Neste mês de Abril nosso entrevistado é o experiente treinador de futebol Márcio Máximo, com passagens pela Seleção de Ilhas Cayman e Tanzânia, Márcio também é o primeiro treinador Brasileiro a trabalhar em uma equipe do Reino Unido, na temporada de 2003/2004 comandou o Livingston da Escócia, deixando a equipe em 3º lugar quando saiu.
Confira a entrevista de Márcio exclusiva para o Blog do Futebol.

Nome: Márcio Máximo Barcellos
Nascimento: 29 de Abril de 1962-51 anos-Rio de Janeiro
Experiência Profissional:
Projeto UFRJ( 1986-1988), Mesquita( 1989), Vasco da Gama (1990), Barra da Tijuca Futebol Clube(1991), Seleção Brasileira-Sub17/Sub20 (1992-1993), Seleção do Catar sub20( 1994), Al-Alhi-Árabia Saudita (1995), Seleção do Rio de Janeiro (1996), Union Berlim-Alemanha(1998), Seleção de Ilhas Cayman(1999-2002), Livingston-Escócia(2003-2004), Instrutor da Associação Brasileira de Treinadores (2005), Seleção da Tanzânia(2006-2010), Democrata-MG (2011-2012), Francana (2013).

“De Cara a Cara”
1-Por não ter jogado futebol profissionalmente, você sentiu dificuldade para entrar no ramo do futebol?
Joguei futebol de salão no meu início, como a maioria dos jogadores atualmente, e me transferi para o campo com 16 anos.
Atuei pelo América e Botafogo, ambos na categoria juvenil,  agora juniores, quando sofri um acidente que me impossibilitou de continuar. Ainda tentei voltar, mas como não recuperei o nível de antes resolvi parar aos 19 anos.
Tendo esta experiência não foi difícil para mim continuar no ramo, afinal eu não era um estranho no ninho.

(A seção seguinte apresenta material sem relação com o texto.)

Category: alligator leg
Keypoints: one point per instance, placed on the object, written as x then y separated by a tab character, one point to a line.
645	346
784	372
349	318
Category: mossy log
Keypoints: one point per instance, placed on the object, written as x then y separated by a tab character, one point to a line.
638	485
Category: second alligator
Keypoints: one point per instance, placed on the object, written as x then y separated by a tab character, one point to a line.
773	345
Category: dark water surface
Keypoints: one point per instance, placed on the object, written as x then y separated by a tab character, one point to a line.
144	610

2- Você havia trabalhado em um projeto da faculdade UFRJ entre 1986 e 1988, como conseguiu uma ascensão rápida indo do Mesquita para o Vasco da Gama?
Na verdade fui criado dentro do Botafogo, na beira do campo, com todos aqueles craques da época, no final (anos 70 e 80), como Jairzinho, Roberto, Paulo César Caju, Afonsinho, Carlos Roberto, Humberto Redes (que acabou sendo quem me deu a primeira chance no futebol), Ferreti (que me levou para trabalhar no Mesquita onde ele era o treinador) entre outros.
3-Márcio, no Vasco você pertencia a equipe da Análise Técnico Tática, você poderia explicar como funciona esse trabalho no futebol e se houve muita mudança com o passar dos anos?
Através do contato com o supervisor do Vasco, na época Isaias Tinoco que contatou o grupo da UFRJ para fazer este trabalho.
Era basicamente o que se faz hoje, somente sem o suporte tecnológico que existe atualmente.
Nos ajudou muito na nossa formação como treinadores, porque analisávamos os adversários detalhadamente.
O Vasco foi campeão naquele ano.

4-Após o trabalho no Barra da Tijuca você foi a Seleção Brasileira, fale sobre seu trabalho na base da seleção, você acredita que ainda deve ocorrer alguma mudança nas categorias de base do Brasil?
Em 1992 não havia um Torneio Nacional sub 17, o que dificultava o trabalho. Percorríamos o Brasil vendo pequenos torneios e contando com a ajuda de olheiros como Antoninho. Nosso objetivo maior era descobrir talentos para o time principal e não somente ganhar torneios.
Ronaldo Fenômeno, Alex, Fabio do Santos, Leonardo Inácio e Marco Aurélio foram alguns deles.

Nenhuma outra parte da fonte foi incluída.